How muscles & muscle soreness work
First, it’s important to understand the process underlying muscle soreness. Muscle soreness is closely related to muscle growth, but it is not the same! Therefore it is important not to believe people who brag about muscle soreness after a hard work out, because this does not automatically lead to muscle growth. In a nutshell, three factors have impact on muscle soreness (and muscle growth):
- Time under tension: the longer the tension (holding on to your wakeboard handle) or the heavier the weight, the more this tension will increase.
- Metabolic stress: muscles secrete a waste product named lactate when the tension increases. The more tension, the more waste product.
- Muscle damage: when after a certain point of tension (which depends on how strong the muscle is), the muscle will get damaged. The more tension after this point, the more damage.
The key is not to go beyond the point where the tension gets so big that the muscle get’s damaged. Before this point, your muscles are stimulated to strengthen itself in order to withstand the same tension in your next workout. This is known as muscle growth.
Once you get beyond this point, the muscle gets damaged. The metabolic stress becomes high and too much waste product, lactate, is produced. This is often why your muscles feel sore.
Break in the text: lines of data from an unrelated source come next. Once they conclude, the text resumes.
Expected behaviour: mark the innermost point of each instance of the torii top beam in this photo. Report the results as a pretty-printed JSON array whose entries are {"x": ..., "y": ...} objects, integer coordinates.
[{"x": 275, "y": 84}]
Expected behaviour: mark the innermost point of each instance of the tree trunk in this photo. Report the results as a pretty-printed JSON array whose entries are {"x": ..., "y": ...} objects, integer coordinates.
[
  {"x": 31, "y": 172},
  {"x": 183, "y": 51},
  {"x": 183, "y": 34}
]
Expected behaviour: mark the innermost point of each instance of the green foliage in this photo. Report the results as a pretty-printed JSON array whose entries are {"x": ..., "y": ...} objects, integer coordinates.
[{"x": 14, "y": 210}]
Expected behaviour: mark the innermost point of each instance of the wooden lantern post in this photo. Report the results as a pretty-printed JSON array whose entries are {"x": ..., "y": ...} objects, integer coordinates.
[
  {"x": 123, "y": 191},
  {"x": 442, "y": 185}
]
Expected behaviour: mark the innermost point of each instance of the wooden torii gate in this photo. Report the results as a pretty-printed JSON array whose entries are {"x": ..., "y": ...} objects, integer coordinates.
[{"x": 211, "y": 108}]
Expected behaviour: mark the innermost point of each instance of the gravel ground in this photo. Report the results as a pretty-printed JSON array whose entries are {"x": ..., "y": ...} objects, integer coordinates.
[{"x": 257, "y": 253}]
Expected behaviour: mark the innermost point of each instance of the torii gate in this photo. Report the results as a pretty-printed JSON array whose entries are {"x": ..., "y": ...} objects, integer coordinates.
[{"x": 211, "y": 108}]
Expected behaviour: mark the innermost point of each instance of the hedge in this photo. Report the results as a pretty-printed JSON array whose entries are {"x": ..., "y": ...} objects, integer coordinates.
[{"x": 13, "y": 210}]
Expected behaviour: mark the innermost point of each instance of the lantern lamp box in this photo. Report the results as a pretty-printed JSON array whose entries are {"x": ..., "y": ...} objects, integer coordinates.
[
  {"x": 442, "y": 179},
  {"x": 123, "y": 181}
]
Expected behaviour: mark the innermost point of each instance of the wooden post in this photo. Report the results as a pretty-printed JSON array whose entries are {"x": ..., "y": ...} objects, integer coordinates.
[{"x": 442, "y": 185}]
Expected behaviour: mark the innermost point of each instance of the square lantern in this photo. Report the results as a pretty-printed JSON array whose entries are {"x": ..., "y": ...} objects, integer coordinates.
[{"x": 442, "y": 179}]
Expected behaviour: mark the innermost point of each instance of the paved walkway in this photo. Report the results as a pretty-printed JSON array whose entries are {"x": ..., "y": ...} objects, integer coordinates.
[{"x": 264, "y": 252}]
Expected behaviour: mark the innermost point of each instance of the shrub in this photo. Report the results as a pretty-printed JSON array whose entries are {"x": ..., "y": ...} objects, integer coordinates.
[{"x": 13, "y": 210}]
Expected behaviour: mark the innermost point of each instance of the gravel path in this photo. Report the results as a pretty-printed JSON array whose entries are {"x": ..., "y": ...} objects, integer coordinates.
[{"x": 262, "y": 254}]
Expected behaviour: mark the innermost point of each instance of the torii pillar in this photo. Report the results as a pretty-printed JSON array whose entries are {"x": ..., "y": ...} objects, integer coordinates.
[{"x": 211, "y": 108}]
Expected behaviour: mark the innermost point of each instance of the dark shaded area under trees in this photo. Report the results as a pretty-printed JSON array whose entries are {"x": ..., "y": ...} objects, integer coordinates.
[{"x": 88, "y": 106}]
Recovering from muscle damage: protein
When damaged, your muscles obviously have to recover from that. Protein is the single most important building block for this. Muscles have a maximum amount of protein they are able to ‘absorb’ when recovering. Per day this is 1.6 grams of protein per kilogram of bodyweight. The more muscle damage, the more protein the muscle needs to have to recover from the damage. Hence, the less protein is left to build a stronger muscle to handle the same tension next time. While you need that stronger muscle the next time you are doing the same sport again with that same level of tension.
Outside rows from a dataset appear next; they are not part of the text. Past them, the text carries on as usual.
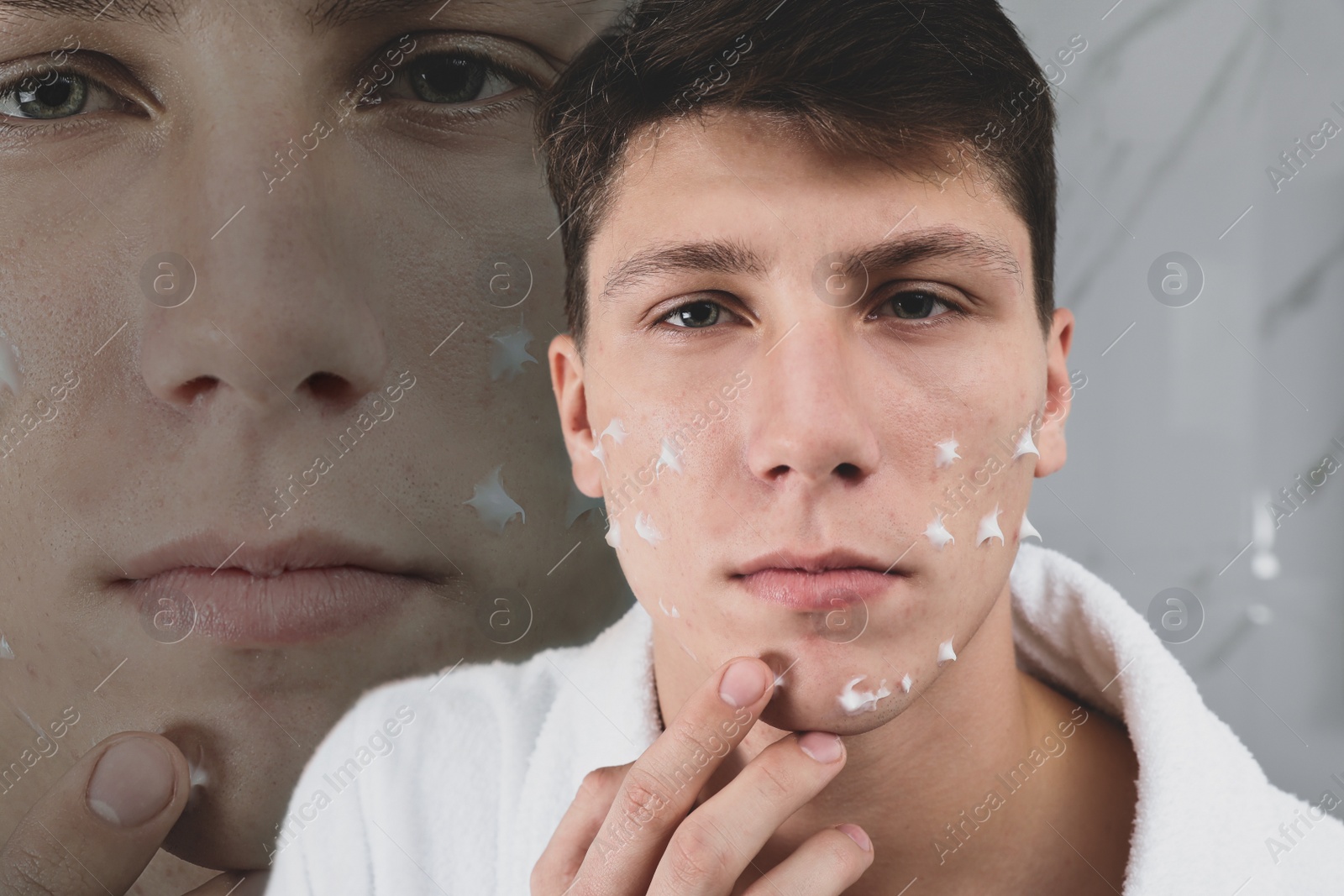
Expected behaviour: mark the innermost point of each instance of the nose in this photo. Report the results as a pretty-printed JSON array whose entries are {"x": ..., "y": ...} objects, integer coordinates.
[
  {"x": 810, "y": 423},
  {"x": 280, "y": 318}
]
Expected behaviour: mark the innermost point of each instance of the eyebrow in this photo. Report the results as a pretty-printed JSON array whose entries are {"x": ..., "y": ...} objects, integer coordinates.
[
  {"x": 326, "y": 13},
  {"x": 734, "y": 258}
]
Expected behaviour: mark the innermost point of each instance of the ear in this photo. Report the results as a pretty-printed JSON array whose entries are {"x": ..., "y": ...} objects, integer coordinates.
[
  {"x": 1059, "y": 392},
  {"x": 571, "y": 401}
]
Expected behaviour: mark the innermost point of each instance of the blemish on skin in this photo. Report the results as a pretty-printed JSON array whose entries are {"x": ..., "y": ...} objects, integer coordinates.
[
  {"x": 990, "y": 528},
  {"x": 600, "y": 453},
  {"x": 855, "y": 701},
  {"x": 510, "y": 352},
  {"x": 11, "y": 372},
  {"x": 667, "y": 458},
  {"x": 938, "y": 533},
  {"x": 947, "y": 453},
  {"x": 1025, "y": 445},
  {"x": 947, "y": 653},
  {"x": 494, "y": 504},
  {"x": 616, "y": 429},
  {"x": 645, "y": 530}
]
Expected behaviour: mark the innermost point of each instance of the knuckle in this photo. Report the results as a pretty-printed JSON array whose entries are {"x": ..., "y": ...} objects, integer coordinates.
[{"x": 699, "y": 856}]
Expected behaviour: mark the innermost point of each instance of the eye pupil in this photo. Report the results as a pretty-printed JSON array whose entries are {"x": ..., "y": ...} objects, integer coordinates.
[
  {"x": 698, "y": 315},
  {"x": 914, "y": 305},
  {"x": 62, "y": 96},
  {"x": 447, "y": 80}
]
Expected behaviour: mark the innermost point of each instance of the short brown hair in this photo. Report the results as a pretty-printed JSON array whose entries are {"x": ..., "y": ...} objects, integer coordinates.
[{"x": 905, "y": 81}]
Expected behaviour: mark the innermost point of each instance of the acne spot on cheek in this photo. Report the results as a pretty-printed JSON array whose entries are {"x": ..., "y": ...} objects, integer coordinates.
[
  {"x": 947, "y": 453},
  {"x": 510, "y": 352},
  {"x": 669, "y": 458},
  {"x": 990, "y": 528},
  {"x": 11, "y": 371},
  {"x": 494, "y": 504},
  {"x": 938, "y": 533},
  {"x": 645, "y": 530},
  {"x": 947, "y": 653}
]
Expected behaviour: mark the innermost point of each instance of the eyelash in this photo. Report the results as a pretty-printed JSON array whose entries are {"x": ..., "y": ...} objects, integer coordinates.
[
  {"x": 954, "y": 309},
  {"x": 474, "y": 112}
]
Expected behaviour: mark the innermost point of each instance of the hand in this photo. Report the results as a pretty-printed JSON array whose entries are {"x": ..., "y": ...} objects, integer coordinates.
[
  {"x": 97, "y": 829},
  {"x": 631, "y": 829}
]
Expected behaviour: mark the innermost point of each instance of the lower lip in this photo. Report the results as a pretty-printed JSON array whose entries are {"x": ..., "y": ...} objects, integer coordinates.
[
  {"x": 812, "y": 591},
  {"x": 237, "y": 607}
]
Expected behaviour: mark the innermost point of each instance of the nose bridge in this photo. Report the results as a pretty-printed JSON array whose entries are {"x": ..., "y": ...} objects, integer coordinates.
[
  {"x": 281, "y": 313},
  {"x": 812, "y": 421}
]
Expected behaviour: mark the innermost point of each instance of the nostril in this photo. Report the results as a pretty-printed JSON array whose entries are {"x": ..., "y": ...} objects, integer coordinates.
[
  {"x": 331, "y": 389},
  {"x": 192, "y": 391}
]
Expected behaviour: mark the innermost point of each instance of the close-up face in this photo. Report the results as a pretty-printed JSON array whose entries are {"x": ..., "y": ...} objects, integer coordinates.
[
  {"x": 275, "y": 422},
  {"x": 813, "y": 392}
]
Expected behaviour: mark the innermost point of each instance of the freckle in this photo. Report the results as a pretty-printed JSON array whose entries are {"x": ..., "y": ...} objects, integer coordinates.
[
  {"x": 947, "y": 653},
  {"x": 937, "y": 532},
  {"x": 990, "y": 528},
  {"x": 947, "y": 453}
]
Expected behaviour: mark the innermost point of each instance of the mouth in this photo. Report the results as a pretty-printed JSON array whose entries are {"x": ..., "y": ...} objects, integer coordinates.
[
  {"x": 817, "y": 580},
  {"x": 302, "y": 590}
]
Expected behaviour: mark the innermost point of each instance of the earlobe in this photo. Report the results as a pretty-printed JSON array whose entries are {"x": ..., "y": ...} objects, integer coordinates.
[
  {"x": 571, "y": 402},
  {"x": 1059, "y": 392}
]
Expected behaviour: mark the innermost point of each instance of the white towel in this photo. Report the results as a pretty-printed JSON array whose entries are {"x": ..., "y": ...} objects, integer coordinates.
[{"x": 464, "y": 797}]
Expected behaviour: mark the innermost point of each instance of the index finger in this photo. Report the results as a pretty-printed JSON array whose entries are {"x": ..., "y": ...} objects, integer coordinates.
[
  {"x": 98, "y": 826},
  {"x": 663, "y": 785}
]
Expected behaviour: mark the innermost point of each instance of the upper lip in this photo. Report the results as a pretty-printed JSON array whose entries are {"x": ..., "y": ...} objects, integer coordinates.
[
  {"x": 304, "y": 551},
  {"x": 817, "y": 562}
]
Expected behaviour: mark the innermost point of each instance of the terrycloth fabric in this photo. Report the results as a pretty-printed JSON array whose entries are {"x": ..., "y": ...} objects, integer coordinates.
[{"x": 454, "y": 783}]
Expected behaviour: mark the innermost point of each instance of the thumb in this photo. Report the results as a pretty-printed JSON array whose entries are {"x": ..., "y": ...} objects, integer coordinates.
[{"x": 94, "y": 832}]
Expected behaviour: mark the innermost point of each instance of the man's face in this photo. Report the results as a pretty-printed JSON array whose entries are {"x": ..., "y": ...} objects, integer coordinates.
[
  {"x": 253, "y": 261},
  {"x": 817, "y": 457}
]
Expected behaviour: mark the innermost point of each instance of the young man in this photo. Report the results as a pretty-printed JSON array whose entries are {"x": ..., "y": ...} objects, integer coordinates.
[
  {"x": 268, "y": 277},
  {"x": 813, "y": 369}
]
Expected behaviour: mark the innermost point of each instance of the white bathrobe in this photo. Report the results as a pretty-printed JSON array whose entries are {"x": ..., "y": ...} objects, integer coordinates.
[{"x": 454, "y": 783}]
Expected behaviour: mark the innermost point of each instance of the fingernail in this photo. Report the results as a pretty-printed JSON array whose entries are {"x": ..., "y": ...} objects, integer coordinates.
[
  {"x": 743, "y": 684},
  {"x": 857, "y": 835},
  {"x": 822, "y": 746},
  {"x": 134, "y": 782}
]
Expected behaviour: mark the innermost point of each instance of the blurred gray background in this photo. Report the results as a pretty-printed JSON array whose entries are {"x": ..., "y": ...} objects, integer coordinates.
[{"x": 1194, "y": 418}]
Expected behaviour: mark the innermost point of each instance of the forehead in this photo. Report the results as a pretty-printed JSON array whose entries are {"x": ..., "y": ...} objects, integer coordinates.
[{"x": 701, "y": 177}]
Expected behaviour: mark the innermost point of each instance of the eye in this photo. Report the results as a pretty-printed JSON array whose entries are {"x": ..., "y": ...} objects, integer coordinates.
[
  {"x": 696, "y": 315},
  {"x": 914, "y": 304},
  {"x": 55, "y": 94},
  {"x": 452, "y": 78}
]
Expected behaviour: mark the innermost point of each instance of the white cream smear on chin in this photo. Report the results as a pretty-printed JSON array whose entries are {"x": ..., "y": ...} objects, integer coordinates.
[
  {"x": 11, "y": 371},
  {"x": 855, "y": 701}
]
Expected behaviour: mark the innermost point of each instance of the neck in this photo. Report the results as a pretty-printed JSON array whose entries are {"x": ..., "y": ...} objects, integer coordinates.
[{"x": 920, "y": 785}]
How to prevent this muscle damage
The conclusion is to get to know your body and know what your muscles can handle before they get damaged. This will make you more effective. If the next time your muscles get so sore where you cannot lift your arm or cannot walk the stairs, you’ll know you’ve gone too far. Remember the following two statements:
- Do not train to failure! Do not believe people who say muscle soreness is good for you or that muscles only grow when sore. This is simply not true.
- Simply sport or train more often. While not training to failure, your muscle will grow because the tension is still there while there is also enough protein left to ‘repair’ the muscle and become stronger after the working load.
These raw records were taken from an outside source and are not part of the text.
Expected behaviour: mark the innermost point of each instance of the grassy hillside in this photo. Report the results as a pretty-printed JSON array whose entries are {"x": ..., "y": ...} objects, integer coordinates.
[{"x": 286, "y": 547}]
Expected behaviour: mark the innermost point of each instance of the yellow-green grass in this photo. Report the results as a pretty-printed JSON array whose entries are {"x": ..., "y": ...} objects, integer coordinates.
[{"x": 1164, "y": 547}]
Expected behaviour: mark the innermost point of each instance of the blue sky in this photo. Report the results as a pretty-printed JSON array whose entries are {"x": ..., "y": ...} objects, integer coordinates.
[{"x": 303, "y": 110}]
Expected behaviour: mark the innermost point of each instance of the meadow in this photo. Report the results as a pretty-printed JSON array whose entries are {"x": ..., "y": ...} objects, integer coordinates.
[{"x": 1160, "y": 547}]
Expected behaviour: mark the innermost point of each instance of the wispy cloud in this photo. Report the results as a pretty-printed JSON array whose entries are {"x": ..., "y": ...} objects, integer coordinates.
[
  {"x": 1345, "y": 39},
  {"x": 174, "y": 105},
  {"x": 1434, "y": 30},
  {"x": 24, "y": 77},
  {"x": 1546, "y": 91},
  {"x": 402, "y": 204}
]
Muscle soreness: Do’s & Don’ts
Trial & error will make sure you will discover your optimal training load. Muscle soreness is inevitably part of this error. What can you do about it then? Here are some tips.
Pre sport session:
Post sport session:
- Warm up your muscles. Perform a the movement you are looking to do with less tension (weight or time under tension). Special note: this does NOT include stretching. More on that at ‘don’ts’.
- An ice bath (just pull of your wetsuit and jump in the water :P).
- A warm bath. This will stimulate Bloodflow.
- Eat well, stick to the 1.6 grams of protein.
- Foam roll: this will stimulate the disappearance of the waste product lactate.
Extra tip: do not train with muscle soreness. While your muscles are recovering you do not want to damage them again; your working load of your last watersport session will be for nothing.
Never stretch. Stretching first of all does not ‘lengthen’ a muscle. While lengthening is the wrong word (a muscle cannot get longer), stretching will only ensure you can increase your Range Of Motion (your movement) for a maximum of 30 minutes. It’s temporary.
Instead, if you’re looking to increase your Range Of Motion you are looking for neural adaption. Neural adaption is long term and will happen only if you’re doing the same movement more often. Your body will then slowly adapt to that movement and get better over time.
Scientific research even showed (static) stretching is harmful. Static stretching means getting into a specific position for a few seconds (we do not mean yoga with this, that is different to this). It will lead to less power output, less strength, it decreases muscle growth and can lead to muscle damage.
We hope this blog gave you more insights on how your body reacts to the sport you’re performing. With it, you’ll enjoy your next watersports session some more!